In my own experience, ultimately, it seems that the workshop model is better for training future teachers of creative writing, because they gain more experience in critiquing manuscripts and they gain from seeing/reading their instructors’ critiques of all the manuscripts in the workshop group. These elements comprise significant additional exposure to methods and means for teaching creative writing. Which model helps writers develop to their maximum potential is up for substantial debate. The workshop model betters writers by advancing their critical skills and by offering them a greater range of critical reaction to their work. The tutorial model betters writers by having them read more widely and deeply in the literary canon; it is hard to argue against the concept that a substantial part of becoming a better writer requires reading more literature well.

The tutorial model, arguably, also requires more from the primary voice of instruction—the faculty mentor—and so more «expert» opinion comes into play, from what I can tell. Yet one of the reasons I developed the workshop model was because I questioned the instructor-centric world of the tutorial model. No instructor can always be «right,» and any number of instructors can not only be «wrong» but also somewhat oblivious to their «wrongness.»

Regardless, any writer serious about craft will have to read well beyond his or her MFA curriculum, and any writer serious about teaching will have to deepen his or experience by reading more in the field, extending his or her critical experience, and extending his or her classroom experience. No matter which form of distance learning a student chooses, there will be plenty left to learn even after the MFA degree is achieved. The choice of whether to enrol in the workshop model or the tutorial model might well come down to the temperament of the individual writer.

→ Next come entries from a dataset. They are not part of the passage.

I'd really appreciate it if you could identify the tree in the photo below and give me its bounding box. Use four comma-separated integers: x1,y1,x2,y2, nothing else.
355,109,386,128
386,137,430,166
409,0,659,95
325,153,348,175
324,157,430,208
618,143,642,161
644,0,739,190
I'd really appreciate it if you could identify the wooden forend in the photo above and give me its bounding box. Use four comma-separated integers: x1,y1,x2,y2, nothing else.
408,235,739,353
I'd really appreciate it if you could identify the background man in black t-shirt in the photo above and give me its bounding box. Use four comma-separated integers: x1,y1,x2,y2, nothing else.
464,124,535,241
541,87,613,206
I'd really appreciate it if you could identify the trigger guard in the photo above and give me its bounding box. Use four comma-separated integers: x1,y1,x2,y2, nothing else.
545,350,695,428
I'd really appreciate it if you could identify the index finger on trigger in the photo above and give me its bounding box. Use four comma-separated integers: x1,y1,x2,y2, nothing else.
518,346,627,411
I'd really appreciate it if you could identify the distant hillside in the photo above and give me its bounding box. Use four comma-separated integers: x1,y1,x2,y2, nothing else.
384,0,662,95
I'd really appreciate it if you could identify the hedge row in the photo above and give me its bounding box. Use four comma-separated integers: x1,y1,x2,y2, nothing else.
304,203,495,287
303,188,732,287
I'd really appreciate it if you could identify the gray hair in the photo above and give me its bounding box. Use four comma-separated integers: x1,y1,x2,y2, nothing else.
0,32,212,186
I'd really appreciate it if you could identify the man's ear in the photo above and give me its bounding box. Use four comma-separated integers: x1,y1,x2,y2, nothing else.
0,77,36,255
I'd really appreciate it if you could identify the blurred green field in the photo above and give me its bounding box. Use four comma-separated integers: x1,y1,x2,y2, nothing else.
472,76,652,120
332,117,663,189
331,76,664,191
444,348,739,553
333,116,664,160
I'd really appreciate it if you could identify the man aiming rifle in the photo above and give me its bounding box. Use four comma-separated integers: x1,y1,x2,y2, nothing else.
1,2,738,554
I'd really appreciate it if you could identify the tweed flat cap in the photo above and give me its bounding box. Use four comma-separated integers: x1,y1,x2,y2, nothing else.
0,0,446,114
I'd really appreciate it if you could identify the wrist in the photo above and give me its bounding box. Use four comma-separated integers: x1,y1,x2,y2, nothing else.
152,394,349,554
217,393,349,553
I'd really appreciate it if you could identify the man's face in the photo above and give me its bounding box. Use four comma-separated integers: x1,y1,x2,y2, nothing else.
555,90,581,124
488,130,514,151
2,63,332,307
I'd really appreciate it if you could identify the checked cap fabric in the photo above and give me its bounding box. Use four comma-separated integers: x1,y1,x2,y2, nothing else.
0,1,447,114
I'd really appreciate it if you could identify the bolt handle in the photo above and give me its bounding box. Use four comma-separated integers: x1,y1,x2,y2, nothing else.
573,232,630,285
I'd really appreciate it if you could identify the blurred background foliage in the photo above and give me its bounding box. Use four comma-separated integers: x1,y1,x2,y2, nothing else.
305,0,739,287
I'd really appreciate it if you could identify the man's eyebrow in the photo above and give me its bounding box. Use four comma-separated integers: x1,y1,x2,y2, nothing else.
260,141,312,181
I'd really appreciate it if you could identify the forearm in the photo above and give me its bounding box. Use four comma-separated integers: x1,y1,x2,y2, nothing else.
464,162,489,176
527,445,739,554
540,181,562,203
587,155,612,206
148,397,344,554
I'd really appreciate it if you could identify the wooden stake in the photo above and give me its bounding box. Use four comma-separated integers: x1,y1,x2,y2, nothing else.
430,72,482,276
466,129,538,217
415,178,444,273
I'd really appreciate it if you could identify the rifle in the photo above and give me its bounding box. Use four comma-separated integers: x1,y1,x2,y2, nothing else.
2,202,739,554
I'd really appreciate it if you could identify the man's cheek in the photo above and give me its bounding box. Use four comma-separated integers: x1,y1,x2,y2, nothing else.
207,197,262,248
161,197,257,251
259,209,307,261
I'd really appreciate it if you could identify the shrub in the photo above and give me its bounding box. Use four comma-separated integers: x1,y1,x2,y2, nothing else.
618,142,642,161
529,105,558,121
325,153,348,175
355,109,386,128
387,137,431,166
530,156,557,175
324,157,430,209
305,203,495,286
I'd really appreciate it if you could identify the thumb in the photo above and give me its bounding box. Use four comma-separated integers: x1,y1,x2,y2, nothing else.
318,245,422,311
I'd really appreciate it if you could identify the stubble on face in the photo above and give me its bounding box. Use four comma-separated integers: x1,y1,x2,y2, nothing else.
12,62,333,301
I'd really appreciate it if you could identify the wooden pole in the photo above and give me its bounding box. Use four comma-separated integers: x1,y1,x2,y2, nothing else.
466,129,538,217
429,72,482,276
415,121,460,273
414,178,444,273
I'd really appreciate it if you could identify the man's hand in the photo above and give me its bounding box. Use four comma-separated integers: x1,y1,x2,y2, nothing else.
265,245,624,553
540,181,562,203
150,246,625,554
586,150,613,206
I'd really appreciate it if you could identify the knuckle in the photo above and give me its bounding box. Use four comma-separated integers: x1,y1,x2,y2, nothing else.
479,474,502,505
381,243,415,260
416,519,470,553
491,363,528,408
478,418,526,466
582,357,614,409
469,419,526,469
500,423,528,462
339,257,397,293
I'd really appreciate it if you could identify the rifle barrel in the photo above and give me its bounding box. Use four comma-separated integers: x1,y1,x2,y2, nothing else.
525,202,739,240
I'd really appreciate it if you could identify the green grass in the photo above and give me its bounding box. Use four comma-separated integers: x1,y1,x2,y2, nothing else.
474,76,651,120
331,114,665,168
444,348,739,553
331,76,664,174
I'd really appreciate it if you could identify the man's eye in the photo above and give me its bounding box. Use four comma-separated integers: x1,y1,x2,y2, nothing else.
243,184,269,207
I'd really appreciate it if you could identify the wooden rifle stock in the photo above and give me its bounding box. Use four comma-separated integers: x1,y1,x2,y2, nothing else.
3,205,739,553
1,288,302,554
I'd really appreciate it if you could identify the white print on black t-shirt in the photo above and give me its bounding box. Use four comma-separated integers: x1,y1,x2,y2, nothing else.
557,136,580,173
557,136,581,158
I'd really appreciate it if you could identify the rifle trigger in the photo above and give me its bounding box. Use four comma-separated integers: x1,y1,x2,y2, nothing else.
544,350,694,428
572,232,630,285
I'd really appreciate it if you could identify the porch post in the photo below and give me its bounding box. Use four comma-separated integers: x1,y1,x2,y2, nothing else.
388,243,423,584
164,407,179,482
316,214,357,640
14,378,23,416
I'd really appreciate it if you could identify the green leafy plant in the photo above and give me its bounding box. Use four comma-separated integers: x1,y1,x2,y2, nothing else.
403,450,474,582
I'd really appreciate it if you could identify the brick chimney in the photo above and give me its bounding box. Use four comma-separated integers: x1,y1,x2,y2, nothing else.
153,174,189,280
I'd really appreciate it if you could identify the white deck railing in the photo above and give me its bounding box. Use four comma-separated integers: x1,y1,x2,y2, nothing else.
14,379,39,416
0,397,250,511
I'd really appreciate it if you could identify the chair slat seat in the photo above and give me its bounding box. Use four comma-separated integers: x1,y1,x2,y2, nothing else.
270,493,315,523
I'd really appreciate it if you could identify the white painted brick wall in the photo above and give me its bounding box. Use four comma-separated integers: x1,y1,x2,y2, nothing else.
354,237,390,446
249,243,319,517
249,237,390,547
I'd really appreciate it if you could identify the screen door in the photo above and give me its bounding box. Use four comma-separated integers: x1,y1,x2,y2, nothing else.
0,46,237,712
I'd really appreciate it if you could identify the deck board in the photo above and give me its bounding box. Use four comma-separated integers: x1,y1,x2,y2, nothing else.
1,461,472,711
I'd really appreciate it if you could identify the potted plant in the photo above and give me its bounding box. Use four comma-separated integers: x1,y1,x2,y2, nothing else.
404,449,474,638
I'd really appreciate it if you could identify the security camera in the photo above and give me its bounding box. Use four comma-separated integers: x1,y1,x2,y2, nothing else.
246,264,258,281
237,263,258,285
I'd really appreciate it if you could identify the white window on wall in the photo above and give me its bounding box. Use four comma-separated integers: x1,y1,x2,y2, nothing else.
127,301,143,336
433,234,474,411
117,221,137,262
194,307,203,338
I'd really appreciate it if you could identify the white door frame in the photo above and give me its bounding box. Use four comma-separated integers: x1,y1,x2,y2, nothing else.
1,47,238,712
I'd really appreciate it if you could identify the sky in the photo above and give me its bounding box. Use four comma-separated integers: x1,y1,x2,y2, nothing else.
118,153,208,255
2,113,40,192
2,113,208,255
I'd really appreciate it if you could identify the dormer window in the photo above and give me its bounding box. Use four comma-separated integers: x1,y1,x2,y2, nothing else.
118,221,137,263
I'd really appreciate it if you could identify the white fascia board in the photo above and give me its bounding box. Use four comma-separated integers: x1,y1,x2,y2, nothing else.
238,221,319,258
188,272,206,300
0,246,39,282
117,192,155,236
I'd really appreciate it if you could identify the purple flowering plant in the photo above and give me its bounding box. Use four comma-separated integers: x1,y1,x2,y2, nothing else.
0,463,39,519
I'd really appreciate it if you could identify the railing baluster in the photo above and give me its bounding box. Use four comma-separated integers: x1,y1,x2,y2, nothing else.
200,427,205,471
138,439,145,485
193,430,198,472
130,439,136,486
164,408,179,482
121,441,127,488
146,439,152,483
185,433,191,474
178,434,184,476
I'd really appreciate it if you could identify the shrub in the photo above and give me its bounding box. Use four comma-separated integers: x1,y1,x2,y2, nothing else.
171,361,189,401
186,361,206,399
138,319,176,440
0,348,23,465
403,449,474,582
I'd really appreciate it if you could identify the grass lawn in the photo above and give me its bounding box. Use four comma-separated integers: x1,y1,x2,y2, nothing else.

If he or she craves more community and more range of experience, then the workshop model might be the better fit. If he or she craves more privacy and individuality, more of a sense of being that single writer in a mentorship relationship with a single teacher, then the tutorial model is the better fit.

This final analysis, of course, is based on the construct that all other elements— the faculty, the location, the other curriculum involved—would be equal. Since this is hardly ever the case, the tutorial vs. workshop model is going to be just one of many indices that contribute to any MFA candidate’s decision to enroll in a program, and, correspondingly, any instructor’s decision to teach in a program as well.